Je secoue la tête. Je lui réponds que je m’appelle Lucio et non pas Aaron. Hannah se lève et écrit sur la feuille du frigo. Sa mère s’apprête à me répondre, mais elle se ravise. C’est probablement parce que Hannah lui a lancé un regard.

Le reste du repas se déroule tranquillement, même si j’ai eu beaucoup de mal à dialoguer avec nos invités. Ils partent tard. Ma copine soupire bruyamment. Elle s’assoit avec cette feuille et un crayon et m’attend. Je la rejoins, je lis ce qu’elle a marqué. S'ensuit une longue conversation sur qui je suis ou qui je suis censé être. Lorsqu’elle mentionne la mauvaise tête que j’ai faite à son père, je me sens attaqué.

— Tu me reproches d’avoir dévisagé ton père, mais il a dit qu’il travaillait dans un abattoir ! Il ne faut pas être humain pour faire ce métier !

— D’abord, c’était il y a plus de cinq ans et, deuxièmement, je ne vois pas ce qui te perturbe.

— C’est l’endroit où vous tuez des bêtes ! Je ne dis pas qu’il ne faut pas, mais c’est vraiment horrible. C’est un travail à la chaine, l’animal mérite plus de respect. Il faut les regarder dans les yeux pour accompagner leurs âmes dans le haut-delà.

Elle me fixe, consternée. Elle poursuit son travail de prise d’information. La soirée est déjà bien entamée et je suis fatigué.

— Au fait, tu te souviens qu’on doit aller chez mes parents pour Pâques. finit-elle par dire en se levant.

—C’est quoi Pâques ?

—La fête avec les œufs en chocolat, la fête chrétienne. Tu ne sais vraiment pas ? C’est pour célébrer la résurrection de Jésus, tout ça. Tu sais, Jésus, le fils de Dieu…

— Donc t’es en train de me dire que vous fêtez le retour à la vie d’un homme que vous considérez à moitié divin. C’est vraiment ridicule.
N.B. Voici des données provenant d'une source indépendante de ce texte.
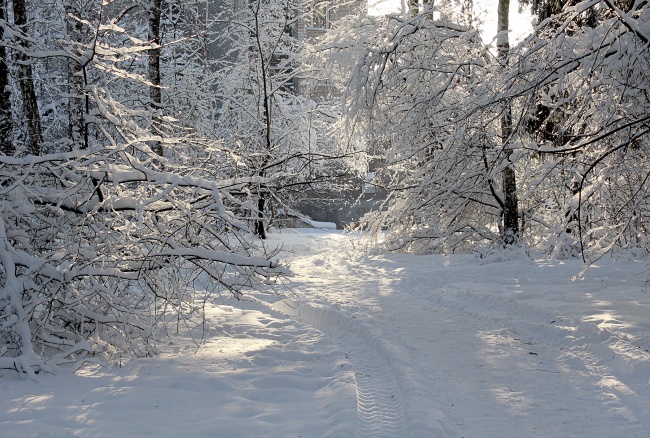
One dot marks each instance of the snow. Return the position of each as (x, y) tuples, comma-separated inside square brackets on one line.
[(378, 345)]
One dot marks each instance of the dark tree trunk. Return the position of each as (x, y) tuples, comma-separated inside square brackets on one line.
[(26, 84), (511, 231), (77, 130), (155, 92), (7, 146), (259, 223)]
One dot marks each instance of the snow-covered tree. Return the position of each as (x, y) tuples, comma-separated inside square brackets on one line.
[(101, 245), (270, 129)]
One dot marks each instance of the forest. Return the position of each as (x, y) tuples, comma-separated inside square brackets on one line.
[(146, 148)]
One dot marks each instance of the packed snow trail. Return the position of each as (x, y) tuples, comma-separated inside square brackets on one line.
[(463, 349), (422, 346)]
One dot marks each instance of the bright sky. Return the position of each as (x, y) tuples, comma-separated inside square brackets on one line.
[(487, 11)]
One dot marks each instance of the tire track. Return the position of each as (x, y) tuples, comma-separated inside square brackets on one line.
[(391, 399)]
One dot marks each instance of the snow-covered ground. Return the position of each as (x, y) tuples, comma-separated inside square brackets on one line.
[(379, 345)]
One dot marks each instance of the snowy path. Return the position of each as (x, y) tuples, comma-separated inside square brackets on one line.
[(459, 356)]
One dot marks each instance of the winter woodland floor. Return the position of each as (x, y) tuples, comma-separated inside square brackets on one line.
[(379, 346)]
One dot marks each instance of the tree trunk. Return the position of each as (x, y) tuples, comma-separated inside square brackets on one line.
[(26, 83), (7, 146), (155, 92), (259, 223), (76, 101), (511, 231)]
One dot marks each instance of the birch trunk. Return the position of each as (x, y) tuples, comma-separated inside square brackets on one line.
[(155, 92), (7, 146)]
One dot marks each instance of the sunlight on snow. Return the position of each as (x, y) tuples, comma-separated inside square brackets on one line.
[(30, 403)]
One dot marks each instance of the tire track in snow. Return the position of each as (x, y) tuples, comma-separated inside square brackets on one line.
[(390, 400), (578, 345)]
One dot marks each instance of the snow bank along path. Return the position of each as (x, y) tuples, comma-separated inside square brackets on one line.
[(378, 346), (445, 346)]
Nous partons nous coucher.

J’ai rendez-vous à l’hôpital pour un contrôle médical. Je suis reçu par un médecin. On me pose plusieurs questions et finalement on me demande dans un bureau. Je ne suis pas très patient et commence vite à m’agiter. Alors que je fais les cents pas dans la salle, un médecin entre avec Hannah.

—Bien, monsieur Fynn. Votre compagne m’a expliqué certaines choses. Grâce à cela et aux analyses que nous avons faites, je peux désormais vous donner des informations sur votre TDI. Tout d’abord, 4 personnalités se partagent votre corps, trois ont pu être identifiées par Hannah. Cependant, la quatrième reste un mystère pour nous et vous devez vous en méfier. Vous changez d’identité généralement après un choc ou après avoir été contrarié. Mais il y a une bonne nouvelle : vous semblez avoir validé l’information qui définit Hannah comme une personne de confiance. Et cela pour au moins trois identités, c’est un progrès.